NHS commissioners for Maidenhead have reaffirmed their commitment to the town’s St Mark’s Hospital site.
A wide variety of services is either provided at the hospital, in St Mark’s Road, or delivered by teams based at the site and in recent months service provision has even increased.
NHS Frimley Clinical Commissioning Group (CCG) – which plans and funds the majority of health services provided to the local population – is aware of a story circulating questioning the future viability of the hospital.
Caroline Farrar, the CCG’s Executive Managing Director for the Royal Borough of Windsor and Maidenhead, said: “Since we reiterated our commitment to the St Mark’s site in October last year nothing has changed to affect that support.
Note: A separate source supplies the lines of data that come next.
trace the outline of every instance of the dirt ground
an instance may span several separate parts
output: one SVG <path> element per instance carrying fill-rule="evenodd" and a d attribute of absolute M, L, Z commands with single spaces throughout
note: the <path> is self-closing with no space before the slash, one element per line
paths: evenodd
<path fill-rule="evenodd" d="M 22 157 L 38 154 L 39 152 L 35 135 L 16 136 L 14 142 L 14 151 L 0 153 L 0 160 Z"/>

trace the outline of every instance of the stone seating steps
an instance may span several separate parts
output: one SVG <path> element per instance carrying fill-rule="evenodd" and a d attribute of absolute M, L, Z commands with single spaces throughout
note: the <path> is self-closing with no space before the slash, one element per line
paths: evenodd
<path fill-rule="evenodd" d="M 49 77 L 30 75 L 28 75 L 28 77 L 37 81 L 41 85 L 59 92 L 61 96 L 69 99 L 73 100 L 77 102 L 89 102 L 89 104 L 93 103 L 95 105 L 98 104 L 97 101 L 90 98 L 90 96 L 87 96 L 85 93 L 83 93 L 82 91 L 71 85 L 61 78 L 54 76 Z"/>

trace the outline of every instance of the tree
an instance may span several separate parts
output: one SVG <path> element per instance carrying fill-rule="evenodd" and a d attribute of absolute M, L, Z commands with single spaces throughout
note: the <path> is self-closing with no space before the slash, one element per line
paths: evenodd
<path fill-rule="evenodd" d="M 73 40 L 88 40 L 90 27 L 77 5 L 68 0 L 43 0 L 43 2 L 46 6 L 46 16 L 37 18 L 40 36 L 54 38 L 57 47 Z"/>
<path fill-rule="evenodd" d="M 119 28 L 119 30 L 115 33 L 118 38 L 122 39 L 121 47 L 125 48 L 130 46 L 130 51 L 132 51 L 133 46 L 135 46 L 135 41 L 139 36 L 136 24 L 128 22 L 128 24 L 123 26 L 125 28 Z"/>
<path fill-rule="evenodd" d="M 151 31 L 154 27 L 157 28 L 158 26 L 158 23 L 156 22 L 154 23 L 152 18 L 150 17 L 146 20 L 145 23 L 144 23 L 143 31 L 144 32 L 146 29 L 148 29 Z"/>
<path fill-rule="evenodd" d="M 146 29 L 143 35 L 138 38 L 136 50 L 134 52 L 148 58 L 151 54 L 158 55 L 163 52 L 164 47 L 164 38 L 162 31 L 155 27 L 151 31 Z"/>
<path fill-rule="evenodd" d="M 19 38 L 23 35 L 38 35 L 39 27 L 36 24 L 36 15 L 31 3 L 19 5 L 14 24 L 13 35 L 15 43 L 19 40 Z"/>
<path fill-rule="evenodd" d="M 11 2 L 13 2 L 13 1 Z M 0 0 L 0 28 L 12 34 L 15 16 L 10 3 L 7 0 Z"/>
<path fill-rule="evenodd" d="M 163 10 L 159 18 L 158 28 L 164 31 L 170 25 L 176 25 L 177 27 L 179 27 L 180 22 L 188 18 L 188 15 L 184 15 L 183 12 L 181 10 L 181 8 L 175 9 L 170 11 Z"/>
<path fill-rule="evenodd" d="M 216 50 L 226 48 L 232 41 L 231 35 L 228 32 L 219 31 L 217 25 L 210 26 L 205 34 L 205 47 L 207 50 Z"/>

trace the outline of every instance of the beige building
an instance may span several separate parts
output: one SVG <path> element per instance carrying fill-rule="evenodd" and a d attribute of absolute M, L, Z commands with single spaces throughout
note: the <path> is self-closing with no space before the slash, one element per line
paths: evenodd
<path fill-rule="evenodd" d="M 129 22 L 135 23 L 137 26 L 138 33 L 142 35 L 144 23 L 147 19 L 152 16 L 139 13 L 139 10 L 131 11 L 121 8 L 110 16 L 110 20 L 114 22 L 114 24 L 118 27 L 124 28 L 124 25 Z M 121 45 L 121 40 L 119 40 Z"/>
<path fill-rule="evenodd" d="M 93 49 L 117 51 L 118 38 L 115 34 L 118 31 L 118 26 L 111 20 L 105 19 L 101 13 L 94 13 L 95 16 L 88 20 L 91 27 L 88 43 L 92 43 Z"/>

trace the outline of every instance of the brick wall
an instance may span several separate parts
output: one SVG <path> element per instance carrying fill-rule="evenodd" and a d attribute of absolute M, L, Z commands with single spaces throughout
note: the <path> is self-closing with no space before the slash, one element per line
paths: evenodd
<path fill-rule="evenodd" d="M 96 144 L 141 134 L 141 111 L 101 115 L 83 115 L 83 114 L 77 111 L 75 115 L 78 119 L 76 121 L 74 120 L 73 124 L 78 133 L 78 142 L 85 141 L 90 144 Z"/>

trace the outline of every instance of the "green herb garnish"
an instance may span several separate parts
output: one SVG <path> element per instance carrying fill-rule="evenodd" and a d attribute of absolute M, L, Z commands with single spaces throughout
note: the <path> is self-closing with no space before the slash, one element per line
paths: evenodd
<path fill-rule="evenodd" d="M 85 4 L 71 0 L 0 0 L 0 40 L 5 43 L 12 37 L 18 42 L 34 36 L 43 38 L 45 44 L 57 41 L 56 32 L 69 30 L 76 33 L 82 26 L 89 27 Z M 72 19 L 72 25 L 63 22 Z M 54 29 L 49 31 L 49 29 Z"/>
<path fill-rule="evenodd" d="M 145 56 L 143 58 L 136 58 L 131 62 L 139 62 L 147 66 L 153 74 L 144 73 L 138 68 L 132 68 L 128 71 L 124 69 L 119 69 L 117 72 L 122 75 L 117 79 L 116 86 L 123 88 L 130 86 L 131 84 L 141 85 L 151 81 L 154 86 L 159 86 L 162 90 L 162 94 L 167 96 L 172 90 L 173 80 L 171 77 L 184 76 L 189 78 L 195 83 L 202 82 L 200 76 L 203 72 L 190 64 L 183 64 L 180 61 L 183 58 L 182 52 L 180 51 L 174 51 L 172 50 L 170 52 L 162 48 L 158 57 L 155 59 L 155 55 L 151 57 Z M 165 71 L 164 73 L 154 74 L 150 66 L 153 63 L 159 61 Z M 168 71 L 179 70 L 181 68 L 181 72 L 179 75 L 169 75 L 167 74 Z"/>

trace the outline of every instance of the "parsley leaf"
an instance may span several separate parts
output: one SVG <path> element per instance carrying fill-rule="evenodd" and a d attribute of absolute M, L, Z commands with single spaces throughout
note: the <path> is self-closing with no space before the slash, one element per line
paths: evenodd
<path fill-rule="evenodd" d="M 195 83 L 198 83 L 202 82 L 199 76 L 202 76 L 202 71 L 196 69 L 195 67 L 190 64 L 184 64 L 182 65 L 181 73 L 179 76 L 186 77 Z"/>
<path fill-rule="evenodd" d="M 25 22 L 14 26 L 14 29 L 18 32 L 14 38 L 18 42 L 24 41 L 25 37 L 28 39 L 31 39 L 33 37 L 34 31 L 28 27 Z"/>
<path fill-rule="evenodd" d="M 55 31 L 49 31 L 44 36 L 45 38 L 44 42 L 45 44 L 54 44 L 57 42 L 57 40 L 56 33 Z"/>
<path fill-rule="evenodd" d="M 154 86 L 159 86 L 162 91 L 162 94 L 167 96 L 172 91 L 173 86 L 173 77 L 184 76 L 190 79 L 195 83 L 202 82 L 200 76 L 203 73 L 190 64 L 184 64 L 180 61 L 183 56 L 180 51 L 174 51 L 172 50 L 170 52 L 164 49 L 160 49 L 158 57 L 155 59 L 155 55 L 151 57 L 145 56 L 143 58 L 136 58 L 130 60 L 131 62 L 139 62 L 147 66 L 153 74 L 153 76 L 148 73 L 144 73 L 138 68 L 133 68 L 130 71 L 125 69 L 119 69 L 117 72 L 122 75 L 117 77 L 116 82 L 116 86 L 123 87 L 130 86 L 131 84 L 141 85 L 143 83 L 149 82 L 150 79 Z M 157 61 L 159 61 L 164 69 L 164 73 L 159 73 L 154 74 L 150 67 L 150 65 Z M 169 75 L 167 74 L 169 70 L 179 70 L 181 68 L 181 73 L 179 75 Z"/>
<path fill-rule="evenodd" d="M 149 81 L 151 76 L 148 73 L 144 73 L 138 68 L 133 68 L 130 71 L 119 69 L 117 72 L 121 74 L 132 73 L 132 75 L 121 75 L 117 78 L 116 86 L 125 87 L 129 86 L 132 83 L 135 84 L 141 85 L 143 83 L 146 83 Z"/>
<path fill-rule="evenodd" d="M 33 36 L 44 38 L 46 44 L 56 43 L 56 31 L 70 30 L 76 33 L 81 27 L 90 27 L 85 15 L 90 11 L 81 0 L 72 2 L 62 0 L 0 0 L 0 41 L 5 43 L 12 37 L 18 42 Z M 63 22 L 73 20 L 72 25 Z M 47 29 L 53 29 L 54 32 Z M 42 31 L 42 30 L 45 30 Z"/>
In fact quite the reverse, in that we have worked with local GP practices to provide more services from St Mark’s, where a new GP-led urgent care service is helping to tackle the difficulties some people have been experiencing in accessing face-to-face appointments.”
Other services also operating at or from St Mark’s include hospital outpatient clinics, community midwifery, x-ray and blood tests, community services, mental health, physiotherapy, podiatry, frailty and specialist nursing services. There are also community inpatient beds.
The new urgent care service – available through GP practices – can provide many more face-to-face patient appointments every week than were available previously through the urgent care centre at St Mark’s, which was suspended at the height of the pandemic. The service was suspended to reduce the risk of infection to patients and staff and also to enable
health services to focus resources on where they are needed most. The emergence of the highly infectious Omicron variant of Covid-19 in late 2021 has reinforced the need for enhanced infection prevention and control measures at St Mark’s, and also led to the renewed redeployment of many health staff.
The CCG has previously stated that closure of the urgent care centre is not being considered and that a wider public engagement exercise will be held on how services post-pandemic can best be delivered, including building on the gains of current GP-led initiatives.